The output finding should read like an analyst decision, not a raw alert:

### Finding: Bastion CreateAccessKey

Business-as-usual assessment:
Likely sanctioned key rotation. The cadence, user agent, source EC2 elastic IP,
target pipeline user, and create/update/delete sequence match the known monthly
rotation lane.

Residual risk:
High design risk. A bastion role can mint long-lived AWS keys. If the bastion is
compromised, the attacker can create CI/CD credentials.

Action:
Move the pipeline to federation, remove key-minting permissions from bastion
roles, and alert on future `CreateAccessKey` unless the caller and target match
the approved exception.

The goal is not to publish one perfect rule pack. Cloud does not work that way.
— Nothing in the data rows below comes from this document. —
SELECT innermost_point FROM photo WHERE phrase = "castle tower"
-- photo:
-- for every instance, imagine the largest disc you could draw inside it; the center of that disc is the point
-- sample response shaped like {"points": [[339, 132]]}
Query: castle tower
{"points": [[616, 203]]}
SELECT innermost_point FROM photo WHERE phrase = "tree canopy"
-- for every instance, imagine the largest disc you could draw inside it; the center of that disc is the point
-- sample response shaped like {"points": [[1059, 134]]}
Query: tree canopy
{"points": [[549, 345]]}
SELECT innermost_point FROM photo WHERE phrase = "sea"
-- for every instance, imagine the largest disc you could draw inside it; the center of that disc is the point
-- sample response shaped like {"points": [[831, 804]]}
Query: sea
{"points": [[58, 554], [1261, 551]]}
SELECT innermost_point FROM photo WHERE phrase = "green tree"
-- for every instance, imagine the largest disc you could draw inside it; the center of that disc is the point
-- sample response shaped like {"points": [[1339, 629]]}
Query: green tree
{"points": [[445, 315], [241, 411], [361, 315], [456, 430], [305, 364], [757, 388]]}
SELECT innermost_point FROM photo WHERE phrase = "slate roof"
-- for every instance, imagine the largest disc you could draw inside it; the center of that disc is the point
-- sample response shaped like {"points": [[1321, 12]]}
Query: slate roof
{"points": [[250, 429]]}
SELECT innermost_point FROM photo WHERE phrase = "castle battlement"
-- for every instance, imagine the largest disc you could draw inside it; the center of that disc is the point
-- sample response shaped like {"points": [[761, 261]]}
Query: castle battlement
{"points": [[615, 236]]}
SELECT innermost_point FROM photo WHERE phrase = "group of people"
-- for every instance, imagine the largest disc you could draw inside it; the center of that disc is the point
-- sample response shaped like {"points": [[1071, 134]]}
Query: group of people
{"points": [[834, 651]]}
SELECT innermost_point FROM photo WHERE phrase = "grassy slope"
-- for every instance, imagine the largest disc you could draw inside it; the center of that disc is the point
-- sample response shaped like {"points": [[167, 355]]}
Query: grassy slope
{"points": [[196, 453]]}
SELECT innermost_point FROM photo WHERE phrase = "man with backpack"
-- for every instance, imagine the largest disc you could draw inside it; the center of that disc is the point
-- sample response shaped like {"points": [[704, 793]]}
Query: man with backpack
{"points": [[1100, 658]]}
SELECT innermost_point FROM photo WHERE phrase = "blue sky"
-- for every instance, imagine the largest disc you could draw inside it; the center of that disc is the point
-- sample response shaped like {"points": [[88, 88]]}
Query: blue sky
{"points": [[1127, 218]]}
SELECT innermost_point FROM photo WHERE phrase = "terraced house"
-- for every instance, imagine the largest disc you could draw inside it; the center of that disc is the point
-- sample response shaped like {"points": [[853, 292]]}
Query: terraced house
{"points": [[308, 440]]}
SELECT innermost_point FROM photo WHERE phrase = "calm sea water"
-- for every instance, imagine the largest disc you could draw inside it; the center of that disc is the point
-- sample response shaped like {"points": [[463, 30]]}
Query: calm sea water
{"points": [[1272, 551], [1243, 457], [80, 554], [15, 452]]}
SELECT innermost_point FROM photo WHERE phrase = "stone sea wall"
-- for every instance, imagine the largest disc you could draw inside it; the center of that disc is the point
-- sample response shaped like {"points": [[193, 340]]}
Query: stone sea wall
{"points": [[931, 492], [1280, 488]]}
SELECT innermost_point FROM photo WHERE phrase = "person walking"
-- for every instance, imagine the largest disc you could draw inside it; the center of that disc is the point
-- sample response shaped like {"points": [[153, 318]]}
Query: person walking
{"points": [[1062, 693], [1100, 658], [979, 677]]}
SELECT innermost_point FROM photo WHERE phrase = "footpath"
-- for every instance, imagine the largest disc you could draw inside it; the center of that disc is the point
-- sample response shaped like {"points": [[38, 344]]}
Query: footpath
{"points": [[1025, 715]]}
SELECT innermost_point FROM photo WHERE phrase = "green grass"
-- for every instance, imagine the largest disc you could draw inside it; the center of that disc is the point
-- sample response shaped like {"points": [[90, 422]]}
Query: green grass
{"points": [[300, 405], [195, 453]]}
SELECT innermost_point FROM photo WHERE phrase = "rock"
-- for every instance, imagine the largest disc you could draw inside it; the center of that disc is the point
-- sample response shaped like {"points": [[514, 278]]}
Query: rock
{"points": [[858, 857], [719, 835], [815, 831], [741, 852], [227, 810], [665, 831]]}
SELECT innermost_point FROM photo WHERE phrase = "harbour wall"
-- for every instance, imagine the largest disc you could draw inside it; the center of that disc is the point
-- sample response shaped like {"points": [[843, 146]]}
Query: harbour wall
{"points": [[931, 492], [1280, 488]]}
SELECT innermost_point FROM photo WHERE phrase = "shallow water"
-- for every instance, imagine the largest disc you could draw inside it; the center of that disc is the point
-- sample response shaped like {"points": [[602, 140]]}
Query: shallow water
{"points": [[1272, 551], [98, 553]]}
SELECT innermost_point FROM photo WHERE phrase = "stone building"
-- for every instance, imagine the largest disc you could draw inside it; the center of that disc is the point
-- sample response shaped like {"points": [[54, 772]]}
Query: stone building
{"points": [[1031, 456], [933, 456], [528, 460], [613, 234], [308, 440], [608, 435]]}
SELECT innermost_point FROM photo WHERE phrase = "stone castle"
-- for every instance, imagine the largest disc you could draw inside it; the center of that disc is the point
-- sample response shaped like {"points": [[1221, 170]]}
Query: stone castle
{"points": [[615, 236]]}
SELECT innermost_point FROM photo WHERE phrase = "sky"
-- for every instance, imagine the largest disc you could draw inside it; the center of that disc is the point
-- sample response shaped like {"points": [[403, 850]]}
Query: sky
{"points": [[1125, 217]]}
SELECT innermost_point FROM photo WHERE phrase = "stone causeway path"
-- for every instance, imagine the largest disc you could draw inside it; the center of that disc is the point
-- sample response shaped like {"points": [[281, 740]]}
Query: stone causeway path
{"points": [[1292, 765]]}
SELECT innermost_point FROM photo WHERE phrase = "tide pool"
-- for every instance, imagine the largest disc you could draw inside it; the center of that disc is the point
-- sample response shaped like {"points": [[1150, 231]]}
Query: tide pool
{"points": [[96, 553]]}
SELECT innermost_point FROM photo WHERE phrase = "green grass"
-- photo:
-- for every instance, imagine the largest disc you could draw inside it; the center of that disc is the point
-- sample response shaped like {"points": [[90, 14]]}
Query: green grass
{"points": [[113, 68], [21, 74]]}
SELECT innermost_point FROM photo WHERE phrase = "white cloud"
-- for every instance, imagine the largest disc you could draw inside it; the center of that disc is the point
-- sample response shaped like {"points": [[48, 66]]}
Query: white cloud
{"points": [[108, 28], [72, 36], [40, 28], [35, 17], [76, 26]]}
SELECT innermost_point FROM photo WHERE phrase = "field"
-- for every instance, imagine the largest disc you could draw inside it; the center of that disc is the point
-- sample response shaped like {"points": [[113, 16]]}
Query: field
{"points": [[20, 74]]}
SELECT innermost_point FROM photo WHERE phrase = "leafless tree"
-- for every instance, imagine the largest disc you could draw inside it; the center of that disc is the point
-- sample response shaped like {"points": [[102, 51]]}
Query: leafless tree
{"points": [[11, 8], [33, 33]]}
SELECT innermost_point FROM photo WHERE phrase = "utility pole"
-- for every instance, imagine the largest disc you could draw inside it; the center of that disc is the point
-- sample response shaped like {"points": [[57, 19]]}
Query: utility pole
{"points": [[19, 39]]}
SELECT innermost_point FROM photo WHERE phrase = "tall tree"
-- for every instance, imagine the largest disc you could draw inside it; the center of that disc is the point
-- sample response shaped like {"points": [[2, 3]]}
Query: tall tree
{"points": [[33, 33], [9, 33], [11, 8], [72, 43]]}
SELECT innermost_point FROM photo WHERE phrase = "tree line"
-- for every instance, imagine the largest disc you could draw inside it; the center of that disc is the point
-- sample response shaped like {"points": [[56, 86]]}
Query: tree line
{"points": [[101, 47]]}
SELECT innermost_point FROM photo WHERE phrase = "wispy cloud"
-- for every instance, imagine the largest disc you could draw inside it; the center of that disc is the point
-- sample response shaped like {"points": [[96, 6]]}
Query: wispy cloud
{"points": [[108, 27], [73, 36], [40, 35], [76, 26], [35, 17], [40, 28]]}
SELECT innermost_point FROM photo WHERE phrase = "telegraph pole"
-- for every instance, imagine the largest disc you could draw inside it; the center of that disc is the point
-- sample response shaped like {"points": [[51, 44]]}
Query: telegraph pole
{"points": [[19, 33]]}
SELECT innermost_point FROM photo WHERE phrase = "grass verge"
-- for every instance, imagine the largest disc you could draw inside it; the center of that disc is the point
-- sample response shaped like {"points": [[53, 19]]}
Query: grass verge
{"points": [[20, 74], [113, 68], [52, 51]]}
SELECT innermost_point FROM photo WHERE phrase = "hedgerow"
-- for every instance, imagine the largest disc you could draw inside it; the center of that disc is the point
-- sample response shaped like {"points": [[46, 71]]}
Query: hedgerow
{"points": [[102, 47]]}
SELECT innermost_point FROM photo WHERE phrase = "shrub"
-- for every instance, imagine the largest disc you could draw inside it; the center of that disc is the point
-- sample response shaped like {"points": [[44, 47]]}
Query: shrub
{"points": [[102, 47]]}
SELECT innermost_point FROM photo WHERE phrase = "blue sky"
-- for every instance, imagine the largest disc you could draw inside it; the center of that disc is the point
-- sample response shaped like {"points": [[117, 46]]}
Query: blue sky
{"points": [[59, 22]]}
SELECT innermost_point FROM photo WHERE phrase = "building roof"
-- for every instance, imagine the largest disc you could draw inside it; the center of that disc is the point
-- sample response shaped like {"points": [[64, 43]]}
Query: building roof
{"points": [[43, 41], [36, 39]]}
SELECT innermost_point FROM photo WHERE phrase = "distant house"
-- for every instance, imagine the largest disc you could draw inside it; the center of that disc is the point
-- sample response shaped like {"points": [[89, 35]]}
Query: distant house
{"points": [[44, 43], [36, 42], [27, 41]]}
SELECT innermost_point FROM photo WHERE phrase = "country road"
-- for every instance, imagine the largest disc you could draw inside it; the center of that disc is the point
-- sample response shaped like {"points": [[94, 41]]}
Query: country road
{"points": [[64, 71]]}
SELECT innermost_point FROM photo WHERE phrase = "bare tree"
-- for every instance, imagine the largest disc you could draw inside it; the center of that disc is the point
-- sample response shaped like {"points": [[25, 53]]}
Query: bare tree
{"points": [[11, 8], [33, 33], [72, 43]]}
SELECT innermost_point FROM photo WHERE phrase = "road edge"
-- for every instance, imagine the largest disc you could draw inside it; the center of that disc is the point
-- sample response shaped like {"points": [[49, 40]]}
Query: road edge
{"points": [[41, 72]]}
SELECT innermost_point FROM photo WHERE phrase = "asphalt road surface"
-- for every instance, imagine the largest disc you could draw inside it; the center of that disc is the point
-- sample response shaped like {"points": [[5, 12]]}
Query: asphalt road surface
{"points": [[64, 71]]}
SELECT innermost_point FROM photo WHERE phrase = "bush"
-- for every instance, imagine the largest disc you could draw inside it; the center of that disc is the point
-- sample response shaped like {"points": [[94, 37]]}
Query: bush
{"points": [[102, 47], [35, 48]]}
The goal is to publish a way of thinking and a set of reusable skills that help teams answer:

  • What is normal for this customer?
  • What is normal only for this account, actor, source, region, and resource pattern?
  • What is abnormal?
  • What is normal but still dangerous?
  • What should be verified before closure?
  • What should become an exception, a control improvement, or a detection?

Closing thought

Cloud detection should not be a fight between generic rules and endless allowlists.

Generic rules are necessary, but they are incomplete. Allowlists reduce noise, but they often erase risk. The better path is business-context baselining: understand how the customer actually operates, keep security-critical events visible, and use LLMs to explain the intent and residual risk behind the activity.

There is no universal normal in cloud.

There is only normal for this business, in this account, by this actor, from this source, against this resource, for this purpose.

That is the baseline problem. And solving it is the next step for effective cloud MDR.